Hükümet programındaki şu cümleye bakın: "Ulusal ve uluslararası yatırımcıların Türkiye'yi bir yatırım yeri olarak tercih etmesinde; yatırımların, ekonomik büyümenin ve böylece istihdamın artmasında önemli bir rol oynayan AB hedefi, ekonomimizin geleceğini güçlü bir çerçeveye oturtmaktadır." Açalım:1) Kapitalistler Türkiye'yi tercih etmektedirler.

2) Yatırımlar artınca ekonomik büyüme, büyüme gerçekleşince de istihdam artar.
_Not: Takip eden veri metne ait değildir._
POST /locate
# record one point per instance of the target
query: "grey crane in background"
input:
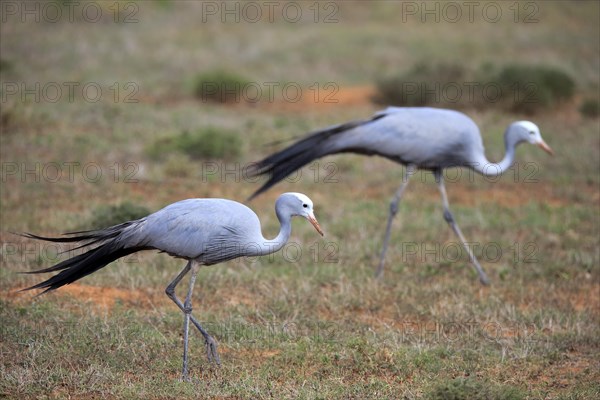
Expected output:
(420, 137)
(202, 231)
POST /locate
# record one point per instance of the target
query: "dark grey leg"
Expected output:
(450, 219)
(410, 169)
(211, 344)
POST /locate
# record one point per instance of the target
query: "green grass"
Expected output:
(320, 326)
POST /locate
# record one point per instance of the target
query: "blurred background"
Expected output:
(111, 110)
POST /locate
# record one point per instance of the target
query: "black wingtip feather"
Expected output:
(315, 145)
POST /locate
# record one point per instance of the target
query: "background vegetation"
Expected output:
(310, 321)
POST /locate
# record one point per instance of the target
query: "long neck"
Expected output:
(273, 245)
(487, 168)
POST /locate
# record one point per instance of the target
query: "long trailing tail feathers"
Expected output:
(82, 265)
(317, 144)
(108, 249)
3) Bunların gerçekleşmesini büyük ölçüde AB hedefi sağlamıştır.

4) Ekonominin geleceği güçlü bir çerçeveye oturtulmuştur.

Yukardakilerin tamamına karşı olmamız gerekir, çünkü hepsinin dayandığı varsayımlar, siyasi tercihler solculuğun, sosyalistliğin zıttı-dır. Sermayedarların yatırım tercihi özgürlüğü, emekçilerin hayatlarının ipotek altına alınmış olması demektir. Bugün burayı, yarın Zam-bia'yı tercih edebilir sermaye. Kimsenin gözünün yaşına bakmaz. Yeter ki, yeterince kârlılık sağlanmış olsun. AKP, programında, açıkça, bırakın uluslararası sermayeyi, ulusal sermayeyi bile Türkiye'de yatırım yapmaya zorlayacak güçten aciz olduğunu deklare etmektedir. Faiz oranlarının yüksek tutulmasından, memleketin bir vergisizlik cenneti haline dönüştürülmesine kadar bir sürü akrobasi ile sermayenin aşırı kârlılığı, yani emeğin aşırı sömürüsü garanti altına alınmıştır. Çoğunluğun kaderi tamamen küreselleşmenin mantığına ve dinamiklerine bırakılmıştır. Bir de ipsiz sapsız bir parmak bal çalma: küreselleşmenin kod adı "AB hedefi" ile, o soyut ekonomi umacısının güçlü çerçeveye oturtulması. Ne demekse?

İktisatla biraz haşır neşir olanlar, ne yatırım artmasının otomatik olarak büyüme, ne de büyümenin otomatik olarak istihdam artması demek olmadığını bilir (konuyla ilgilenenlere İletişim Yayınları'ndan çıkan Korkut Boratav'a Armağan-İktisat Üzerine Yazılar-I'deki yazımızı öneririz). Gerçekçi olalım; aslında Merrill Lynch eğitimli bir komisyoncu olan bu hükümetin ekonomi prensinden reel ekonominin belirleyenleri üzerine anlamlı bir şeyler beklemek safdilliktir. Komisyoncuların esas derdi, bilgisayar ekranlarındaki indi-bindileri izleyerek, başkalarının paralarını sağdan sola kaydırmaktır. Ekonominin yönetimi fon menajerlerine terk edilmiştir; kalitesizliğe alışmamız gerekiyor. Sonumuz hayırlı olsun.